The QCG-PilotJob Manager service implements mechanism for resuming prematurely interrupted computations. All incoming job submission requests, as well as the finished job iterations are recorded to allow resuming job execution. The current state is placed in files track.* in auxiliary directory (the .qcgpjm-service-* in the working directory). It is worth to mention that started, but not finished job iterations will be started again, so if they don’t implement automatic computation checkpointing, they will re-start from begin.

Invocation

To resume the QCG-PilotJob Manager with previous jobs, the resume command line option must be used with path either direct to the auxiliary QCG-PilotJob Manager directory or to the working directory where auxiliary directory is placed ( in case where there are many auxiliary directories in the working directory, the last modified one will be automatically selected).

Note

Currently during the resume operation, non of previously used command line option will be re-used.

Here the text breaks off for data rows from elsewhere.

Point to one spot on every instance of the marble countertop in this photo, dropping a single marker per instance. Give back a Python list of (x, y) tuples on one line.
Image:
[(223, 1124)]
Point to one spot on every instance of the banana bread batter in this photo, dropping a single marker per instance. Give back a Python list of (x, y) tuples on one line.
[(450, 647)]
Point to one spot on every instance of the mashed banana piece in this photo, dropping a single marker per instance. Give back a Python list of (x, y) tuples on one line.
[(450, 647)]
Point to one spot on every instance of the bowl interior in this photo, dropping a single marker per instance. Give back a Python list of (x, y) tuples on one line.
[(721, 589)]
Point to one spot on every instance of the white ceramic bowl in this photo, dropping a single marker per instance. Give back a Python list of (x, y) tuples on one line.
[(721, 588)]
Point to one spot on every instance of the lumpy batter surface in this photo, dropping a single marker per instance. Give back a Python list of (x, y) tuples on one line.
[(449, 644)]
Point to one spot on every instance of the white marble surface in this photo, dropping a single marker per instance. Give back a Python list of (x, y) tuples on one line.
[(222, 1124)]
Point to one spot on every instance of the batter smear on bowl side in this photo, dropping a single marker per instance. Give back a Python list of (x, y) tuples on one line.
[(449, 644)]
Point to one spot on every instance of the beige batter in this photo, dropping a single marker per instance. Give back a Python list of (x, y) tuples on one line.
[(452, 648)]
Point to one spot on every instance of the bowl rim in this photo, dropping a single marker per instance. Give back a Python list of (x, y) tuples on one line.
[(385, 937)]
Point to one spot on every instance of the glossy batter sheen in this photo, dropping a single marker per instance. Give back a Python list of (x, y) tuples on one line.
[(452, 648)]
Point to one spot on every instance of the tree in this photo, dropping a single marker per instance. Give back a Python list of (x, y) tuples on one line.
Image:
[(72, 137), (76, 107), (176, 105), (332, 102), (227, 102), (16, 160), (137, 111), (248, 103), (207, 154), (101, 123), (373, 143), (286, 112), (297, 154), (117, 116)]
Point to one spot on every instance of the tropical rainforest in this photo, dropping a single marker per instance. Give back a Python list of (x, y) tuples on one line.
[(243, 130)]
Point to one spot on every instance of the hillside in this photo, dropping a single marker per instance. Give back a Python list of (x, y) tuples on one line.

So if for example the working directory has been specified in original QCG PilotJob Manager start, the same working directory should be used during resuming.

Example invocation:

qcg-pm-service --wd prev_work_dir --resume prev_work_dir/.qcgpjm-service-LAPTOP-CNT0BD0F.5091

Operation

After resume, the QCG-PilotJob Manager will re-use the pointed auxiliary directory, so all log files, current tracking status and job reports will be appended to the previous files. Thus there is no problem to resume, already resumed computations.

Issues

Currently the resume mechanism is not supported in resource partitioning mode.